The decrease in NT levels in this study is indicative of not just the presence of the disease but is also predictive of disease severity. Predicting cases that may show a severe course on admission to the hospital will provide early intervention advantage in the management of patients. Previous studies have shown the relation between D-dimer, ferritin, and IL-6 with the severity of the disease [23,24]. In our study, it was determined that a single-time measurement of thiol levels is highly indicative of predicting disease severity, like IL-6. Thiol measurement using the automated spectrophotometric method developed by Erel and Neşelioğlu yields results in a cheaper and must faster (<10 minutes) manner compared to the IL-6 test. In a period where patient numbers are on the rise, it is a fast and cost-effective test in the diagnosis of COVID-19 and in determining clinical severity. While the IL-6 cost per test is 0.972 EUR, the cost of NT per test is 0.043 EUR at our hospital (market rates from 22/10/2020 have been used; 1 TRY = 0.108 EUR).
In severe patients with negative SARS-CoV-2 PCR testing, diagnostic tests like thorax computed tomography and others support the diagnosis.
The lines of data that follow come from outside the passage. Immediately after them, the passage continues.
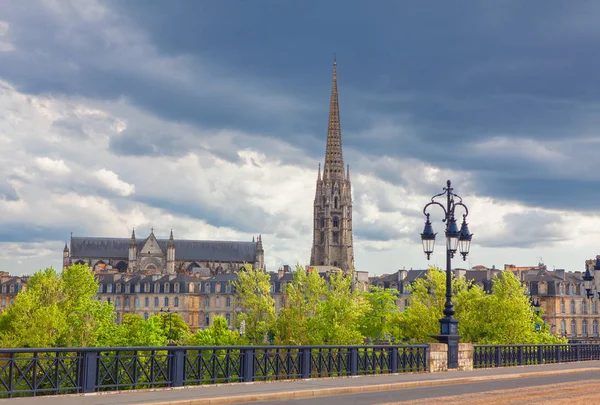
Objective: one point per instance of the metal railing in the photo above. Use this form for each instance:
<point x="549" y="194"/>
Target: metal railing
<point x="33" y="372"/>
<point x="485" y="356"/>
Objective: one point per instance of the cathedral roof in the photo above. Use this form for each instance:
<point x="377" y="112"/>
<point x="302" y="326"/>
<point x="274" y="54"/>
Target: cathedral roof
<point x="189" y="250"/>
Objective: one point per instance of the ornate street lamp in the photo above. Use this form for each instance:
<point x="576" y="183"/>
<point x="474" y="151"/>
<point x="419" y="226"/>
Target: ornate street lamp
<point x="455" y="240"/>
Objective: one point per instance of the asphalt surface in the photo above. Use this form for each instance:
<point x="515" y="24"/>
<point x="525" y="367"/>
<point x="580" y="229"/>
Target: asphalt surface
<point x="441" y="392"/>
<point x="450" y="380"/>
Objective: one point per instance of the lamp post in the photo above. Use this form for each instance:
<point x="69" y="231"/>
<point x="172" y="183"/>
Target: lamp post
<point x="455" y="240"/>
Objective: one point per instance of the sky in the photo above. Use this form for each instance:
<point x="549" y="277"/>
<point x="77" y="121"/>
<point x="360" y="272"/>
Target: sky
<point x="210" y="118"/>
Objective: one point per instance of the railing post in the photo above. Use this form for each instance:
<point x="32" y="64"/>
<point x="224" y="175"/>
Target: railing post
<point x="498" y="356"/>
<point x="88" y="373"/>
<point x="394" y="360"/>
<point x="354" y="361"/>
<point x="306" y="364"/>
<point x="176" y="366"/>
<point x="248" y="365"/>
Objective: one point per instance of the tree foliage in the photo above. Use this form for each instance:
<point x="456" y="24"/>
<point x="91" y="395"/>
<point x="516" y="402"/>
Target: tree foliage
<point x="253" y="289"/>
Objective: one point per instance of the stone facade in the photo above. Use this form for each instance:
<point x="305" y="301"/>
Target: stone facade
<point x="332" y="216"/>
<point x="163" y="256"/>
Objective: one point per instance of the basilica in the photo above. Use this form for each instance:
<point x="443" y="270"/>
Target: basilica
<point x="163" y="256"/>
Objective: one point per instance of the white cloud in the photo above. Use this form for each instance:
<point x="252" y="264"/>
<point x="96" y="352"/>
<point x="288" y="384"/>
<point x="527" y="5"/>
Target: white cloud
<point x="111" y="180"/>
<point x="57" y="167"/>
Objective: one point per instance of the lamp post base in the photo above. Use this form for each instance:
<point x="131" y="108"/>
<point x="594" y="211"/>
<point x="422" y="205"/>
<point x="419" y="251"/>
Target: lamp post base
<point x="449" y="336"/>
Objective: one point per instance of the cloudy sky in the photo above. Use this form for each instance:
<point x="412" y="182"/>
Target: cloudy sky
<point x="210" y="117"/>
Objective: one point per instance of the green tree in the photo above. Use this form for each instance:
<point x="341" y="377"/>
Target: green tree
<point x="296" y="322"/>
<point x="253" y="289"/>
<point x="218" y="334"/>
<point x="382" y="316"/>
<point x="339" y="314"/>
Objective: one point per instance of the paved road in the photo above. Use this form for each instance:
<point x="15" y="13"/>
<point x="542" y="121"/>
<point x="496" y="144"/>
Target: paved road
<point x="581" y="388"/>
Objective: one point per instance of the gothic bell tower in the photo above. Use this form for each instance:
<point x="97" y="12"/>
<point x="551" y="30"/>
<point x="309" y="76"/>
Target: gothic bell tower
<point x="332" y="235"/>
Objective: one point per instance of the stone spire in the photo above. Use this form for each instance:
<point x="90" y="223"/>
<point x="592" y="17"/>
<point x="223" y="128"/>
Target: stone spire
<point x="334" y="161"/>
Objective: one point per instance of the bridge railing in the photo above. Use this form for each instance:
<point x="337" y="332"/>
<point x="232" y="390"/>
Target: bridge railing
<point x="485" y="356"/>
<point x="33" y="372"/>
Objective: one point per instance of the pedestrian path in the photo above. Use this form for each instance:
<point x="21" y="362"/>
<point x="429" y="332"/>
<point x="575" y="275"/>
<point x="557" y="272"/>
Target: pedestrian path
<point x="263" y="391"/>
However, it is not always easy to distinguish mild to moderate COVID-19 patients from those who are not ill. For this reason, there is a need for additional parameters that can be used to both begin treatments early and to separate mild to moderate COVID-19 patients from those who are not COVID-19 patients. In our study, it was observed that NT levels were highly conducive to separating the mild to moderate patient group from the control group.
There are studies on the use of antioxidant molecules in the treatment of COVID-19 patients and their clinical benefit [[25], [26], [27], [28]]. Glutathione, some trace elements like zinc and selenium, vitamin E, C, D, melatonin, carotenoids and polyphenols are among the molecules used as antioxidants. Glutathione, which includes the cysteine amino acid, has been shown to be effective in the viral infections such as influenza, herpes simplex virus [29]. The low levels of NT and TT we observed in our study also explains the benefit of antioxidants in treatments. Additionally, the negative correlation between symptom duration and NT levels is supportive of the use of thiol derivatives in both the treatment of the disease as well as symptomatic treatments.
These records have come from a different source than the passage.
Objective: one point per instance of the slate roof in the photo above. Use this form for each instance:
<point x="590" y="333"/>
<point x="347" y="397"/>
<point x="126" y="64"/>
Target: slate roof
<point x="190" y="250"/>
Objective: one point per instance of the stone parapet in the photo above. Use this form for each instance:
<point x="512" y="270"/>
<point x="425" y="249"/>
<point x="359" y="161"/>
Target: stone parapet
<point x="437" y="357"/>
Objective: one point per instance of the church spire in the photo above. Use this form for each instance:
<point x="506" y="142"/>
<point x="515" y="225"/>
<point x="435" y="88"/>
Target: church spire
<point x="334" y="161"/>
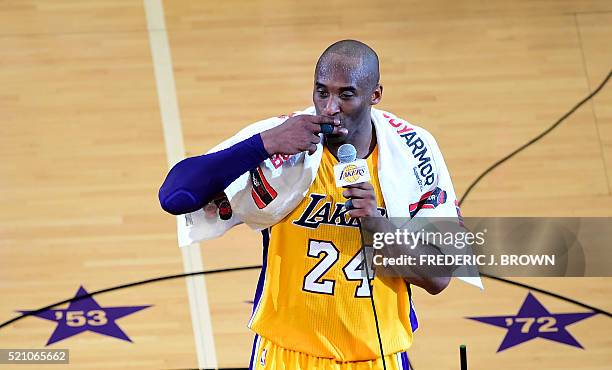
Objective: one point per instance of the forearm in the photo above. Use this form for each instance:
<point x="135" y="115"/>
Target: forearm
<point x="194" y="181"/>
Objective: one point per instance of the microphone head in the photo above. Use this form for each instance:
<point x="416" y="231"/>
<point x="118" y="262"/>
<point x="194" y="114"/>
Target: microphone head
<point x="347" y="153"/>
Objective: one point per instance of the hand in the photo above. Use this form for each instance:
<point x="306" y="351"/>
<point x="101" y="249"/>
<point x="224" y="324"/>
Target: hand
<point x="363" y="198"/>
<point x="298" y="134"/>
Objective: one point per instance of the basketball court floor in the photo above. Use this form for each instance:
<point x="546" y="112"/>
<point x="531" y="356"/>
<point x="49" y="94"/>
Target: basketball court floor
<point x="99" y="97"/>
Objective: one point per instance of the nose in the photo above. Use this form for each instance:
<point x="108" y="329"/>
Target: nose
<point x="331" y="107"/>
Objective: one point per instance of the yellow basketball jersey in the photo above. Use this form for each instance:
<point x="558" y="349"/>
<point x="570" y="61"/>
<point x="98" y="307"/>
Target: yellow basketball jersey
<point x="312" y="295"/>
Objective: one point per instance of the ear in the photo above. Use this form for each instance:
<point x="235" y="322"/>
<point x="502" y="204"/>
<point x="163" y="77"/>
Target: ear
<point x="376" y="95"/>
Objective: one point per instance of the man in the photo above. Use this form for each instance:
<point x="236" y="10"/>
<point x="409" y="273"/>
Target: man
<point x="313" y="304"/>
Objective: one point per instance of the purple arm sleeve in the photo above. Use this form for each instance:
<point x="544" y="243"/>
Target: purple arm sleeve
<point x="194" y="181"/>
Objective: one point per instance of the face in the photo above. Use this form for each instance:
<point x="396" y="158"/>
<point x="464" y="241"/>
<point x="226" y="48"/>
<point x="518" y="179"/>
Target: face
<point x="340" y="90"/>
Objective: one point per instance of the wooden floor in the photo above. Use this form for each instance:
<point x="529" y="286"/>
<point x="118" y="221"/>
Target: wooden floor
<point x="83" y="155"/>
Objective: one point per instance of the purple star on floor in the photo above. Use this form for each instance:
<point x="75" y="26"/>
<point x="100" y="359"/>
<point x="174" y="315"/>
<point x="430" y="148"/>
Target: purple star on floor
<point x="532" y="321"/>
<point x="86" y="315"/>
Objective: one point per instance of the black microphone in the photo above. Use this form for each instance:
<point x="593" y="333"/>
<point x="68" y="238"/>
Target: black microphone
<point x="355" y="171"/>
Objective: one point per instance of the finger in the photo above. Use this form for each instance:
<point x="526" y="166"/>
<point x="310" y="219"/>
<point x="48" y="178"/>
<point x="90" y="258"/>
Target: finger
<point x="326" y="128"/>
<point x="349" y="204"/>
<point x="358" y="193"/>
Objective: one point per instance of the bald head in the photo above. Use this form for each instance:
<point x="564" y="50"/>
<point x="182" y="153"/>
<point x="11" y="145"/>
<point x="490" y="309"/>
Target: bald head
<point x="353" y="58"/>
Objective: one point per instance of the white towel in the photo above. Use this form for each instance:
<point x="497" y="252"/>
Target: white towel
<point x="411" y="169"/>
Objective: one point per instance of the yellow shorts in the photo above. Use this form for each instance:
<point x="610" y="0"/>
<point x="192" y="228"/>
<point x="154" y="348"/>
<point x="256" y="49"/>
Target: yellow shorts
<point x="267" y="355"/>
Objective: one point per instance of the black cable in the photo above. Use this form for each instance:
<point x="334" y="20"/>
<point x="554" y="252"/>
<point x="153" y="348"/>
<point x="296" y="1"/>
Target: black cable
<point x="141" y="282"/>
<point x="598" y="310"/>
<point x="534" y="140"/>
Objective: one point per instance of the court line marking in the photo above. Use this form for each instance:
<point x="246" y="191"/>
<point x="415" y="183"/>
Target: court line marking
<point x="175" y="151"/>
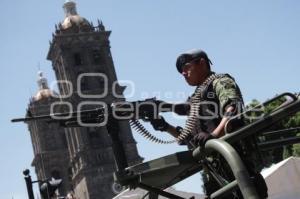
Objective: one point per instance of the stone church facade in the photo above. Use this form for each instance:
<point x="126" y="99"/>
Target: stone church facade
<point x="81" y="156"/>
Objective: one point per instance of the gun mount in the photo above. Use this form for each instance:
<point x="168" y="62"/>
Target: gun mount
<point x="176" y="167"/>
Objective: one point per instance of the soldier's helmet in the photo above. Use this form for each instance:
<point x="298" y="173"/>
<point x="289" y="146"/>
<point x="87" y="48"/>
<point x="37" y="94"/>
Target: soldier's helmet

The role of Nox2, an important ROS, in COVID-19 was investigated in a recently published article. Nox2 activity was found to be higher in COVID-19 patients compared to the control group and patients with ICU need compared to the patients without ICU need [30]. These findings demonstrate that oxidative stress can be effective in the pathogenesis of COVID-19 and support our study showing a decrease in antioxidant molecules that neutralize oxidative molecules.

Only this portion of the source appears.